Fig. 4 is a block diagram of an anomaly detection model training apparatus according to an exemplary embodiment. As shown in fig. 4, the abnormality detection model training apparatus includes: an acquisition unit 401, a conversion unit 402 and a training unit 403.
An obtaining unit 401, configured to obtain log data for training, and extract non-structural data from the log data, where the non-structural data includes text data and numerical data;
a conversion unit 402, configured to convert text data into word vectors and data type data into vectors;
and the training unit 403 is configured to input the word vectors and the vectors into a random forest model for training, and adjust parameters of the random forest model to obtain an anomaly detection model.
In one embodiment, the acquisition unit includes: and the extraction unit is used for carrying out structural analysis on the log data through a Drain algorithm and extracting non-structural data in the log data.
In another embodiment, a conversion unit includes: and the conversion subunit is used for converting the text data into Word vectors through a Word2vec algorithm.
The specific limitations and beneficial effects of the above training apparatus for the anomaly detection model can be referred to the limitations of the above training method for the anomaly detection model, and are not described herein again. The various modules described above may be implemented in whole or in part by software, hardware, and combinations thereof. The modules can be embedded in a hardware form or independent from a processor in the computer device, and can also be stored in a memory in the computer device in a software form, so that the processor can call and execute operations corresponding to the modules.
Based on the same inventive concept, the invention also provides an abnormality detection device.
Fig. 5 is a block diagram of a structure of an abnormality detection apparatus according to an exemplary embodiment. As shown in fig. 5, the abnormality detection device includes: a log acquisition unit 501, a preprocessing unit 502 and a detection unit 503.
A log obtaining unit 501, configured to obtain log data to be tested of a server system;
a preprocessing unit 502, configured to preprocess the log data to be detected, to obtain a word vector to be detected and a vector to be detected;
the detecting unit 503 is configured to input the word vector to be detected and the vector to be detected to an anomaly detection model, so as to obtain an anomaly detection result of the log data, where the anomaly detection model is obtained by training with any one of the above anomaly detection model training methods.
In one embodiment, the pre-processing unit 502 includes: and the analysis unit is used for performing structural analysis on the log data to be detected through a Drain algorithm, and extracting non-structural data in the log data to be detected, wherein the non-structural data comprises text data and numerical data. And the first conversion unit is used for converting the text data into the Word vector to be detected through a Word2vec algorithm. And the second conversion unit is used for converting the numerical data into a vector to be detected.
In another embodiment, if the log data to be tested includes a plurality of pieces of log data, the apparatus further includes: and the alarm unit is used for sending alarm information to the user if the abnormal detection result is the log data with abnormal data, wherein the alarm information comprises the log data of which the abnormal detection result is the abnormal data in the log data to be detected.
The specific limitations and beneficial effects of the above-mentioned abnormality detection device can be referred to the limitations of the above-mentioned abnormality detection method, and are not described herein again. The various modules described above may be implemented in whole or in part by software, hardware, and combinations thereof. The modules can be embedded in a hardware form or independent from a processor in the computer device, and can also be stored in a memory in the computer device in a software form, so that the processor can call and execute operations corresponding to the modules.

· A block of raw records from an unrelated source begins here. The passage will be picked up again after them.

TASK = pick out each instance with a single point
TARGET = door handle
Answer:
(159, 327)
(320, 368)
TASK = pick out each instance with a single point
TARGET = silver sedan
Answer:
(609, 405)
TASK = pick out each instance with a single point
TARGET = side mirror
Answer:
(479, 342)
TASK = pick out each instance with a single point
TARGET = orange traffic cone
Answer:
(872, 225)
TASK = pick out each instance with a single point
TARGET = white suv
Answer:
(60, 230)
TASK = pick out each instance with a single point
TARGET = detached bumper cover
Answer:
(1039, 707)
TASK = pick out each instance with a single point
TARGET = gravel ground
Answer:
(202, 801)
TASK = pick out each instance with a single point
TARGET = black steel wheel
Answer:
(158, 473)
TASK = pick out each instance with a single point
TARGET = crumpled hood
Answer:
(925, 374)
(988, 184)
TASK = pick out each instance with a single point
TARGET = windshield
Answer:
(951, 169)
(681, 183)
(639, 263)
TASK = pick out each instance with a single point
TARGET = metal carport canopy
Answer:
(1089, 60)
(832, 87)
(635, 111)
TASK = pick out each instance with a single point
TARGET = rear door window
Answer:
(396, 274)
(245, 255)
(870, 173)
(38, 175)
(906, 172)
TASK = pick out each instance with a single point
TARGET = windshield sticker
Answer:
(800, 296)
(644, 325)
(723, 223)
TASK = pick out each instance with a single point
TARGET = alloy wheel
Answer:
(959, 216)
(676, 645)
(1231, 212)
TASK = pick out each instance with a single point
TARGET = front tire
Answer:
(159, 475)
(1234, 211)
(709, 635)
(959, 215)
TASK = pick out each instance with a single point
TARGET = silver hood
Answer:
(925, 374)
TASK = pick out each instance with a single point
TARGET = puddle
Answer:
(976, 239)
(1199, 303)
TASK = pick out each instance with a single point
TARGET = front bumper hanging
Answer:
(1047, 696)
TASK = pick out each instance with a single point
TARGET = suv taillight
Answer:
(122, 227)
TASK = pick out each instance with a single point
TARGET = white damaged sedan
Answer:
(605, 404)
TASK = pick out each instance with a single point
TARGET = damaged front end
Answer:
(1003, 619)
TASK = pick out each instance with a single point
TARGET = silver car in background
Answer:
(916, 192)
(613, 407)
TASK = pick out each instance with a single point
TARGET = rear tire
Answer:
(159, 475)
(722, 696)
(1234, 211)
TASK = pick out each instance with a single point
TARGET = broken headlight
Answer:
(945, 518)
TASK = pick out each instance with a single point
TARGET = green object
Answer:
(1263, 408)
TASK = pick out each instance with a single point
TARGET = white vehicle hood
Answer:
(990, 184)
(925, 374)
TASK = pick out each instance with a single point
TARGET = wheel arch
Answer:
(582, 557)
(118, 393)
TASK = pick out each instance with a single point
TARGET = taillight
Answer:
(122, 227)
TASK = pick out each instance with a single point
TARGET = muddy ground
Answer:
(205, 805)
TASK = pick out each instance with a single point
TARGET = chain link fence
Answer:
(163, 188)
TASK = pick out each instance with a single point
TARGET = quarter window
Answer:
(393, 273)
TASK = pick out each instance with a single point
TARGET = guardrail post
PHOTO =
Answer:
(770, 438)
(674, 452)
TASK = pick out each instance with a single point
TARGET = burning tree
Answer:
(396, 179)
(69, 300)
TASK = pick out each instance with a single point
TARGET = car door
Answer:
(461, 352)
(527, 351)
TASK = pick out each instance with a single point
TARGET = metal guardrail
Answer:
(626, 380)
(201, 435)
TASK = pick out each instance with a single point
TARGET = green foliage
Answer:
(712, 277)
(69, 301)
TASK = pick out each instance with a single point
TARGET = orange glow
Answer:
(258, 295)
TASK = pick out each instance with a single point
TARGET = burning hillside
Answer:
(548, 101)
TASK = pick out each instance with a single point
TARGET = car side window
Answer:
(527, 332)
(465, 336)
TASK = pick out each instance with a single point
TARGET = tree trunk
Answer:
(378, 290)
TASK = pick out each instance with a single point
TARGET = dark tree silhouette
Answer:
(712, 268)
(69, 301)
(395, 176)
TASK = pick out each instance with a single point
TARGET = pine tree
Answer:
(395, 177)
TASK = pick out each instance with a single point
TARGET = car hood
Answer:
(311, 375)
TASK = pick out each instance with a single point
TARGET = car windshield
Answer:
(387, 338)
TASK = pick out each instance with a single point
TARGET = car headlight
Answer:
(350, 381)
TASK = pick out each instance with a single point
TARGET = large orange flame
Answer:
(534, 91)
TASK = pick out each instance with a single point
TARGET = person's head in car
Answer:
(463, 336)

Fig. 6 is a schematic diagram of a hardware structure of a computer device according to an exemplary embodiment. As shown in fig. 6, the apparatus includes one or more processors 610 and a storage 620, where the storage 620 includes a persistent memory, a volatile memory, and a hard disk, and one processor 610 is taken as an example in fig. 6. The apparatus may further include: an input device 630 and an output device 640.
The processor 610, the memory 620, the input device 630, and the output device 640 may be connected by a bus or other means, such as the bus connection in fig. 6.
Processor 610 may be a Central Processing Unit (CPU). The Processor 610 may also be other general purpose processors, Digital Signal Processors (DSPs), Application Specific Integrated Circuits (ASICs), Field Programmable Gate Arrays (FPGAs) or other Programmable logic devices, discrete Gate or transistor logic devices, discrete hardware components, or combinations thereof. A general purpose processor may be a microprocessor or the processor may be any conventional processor or the like.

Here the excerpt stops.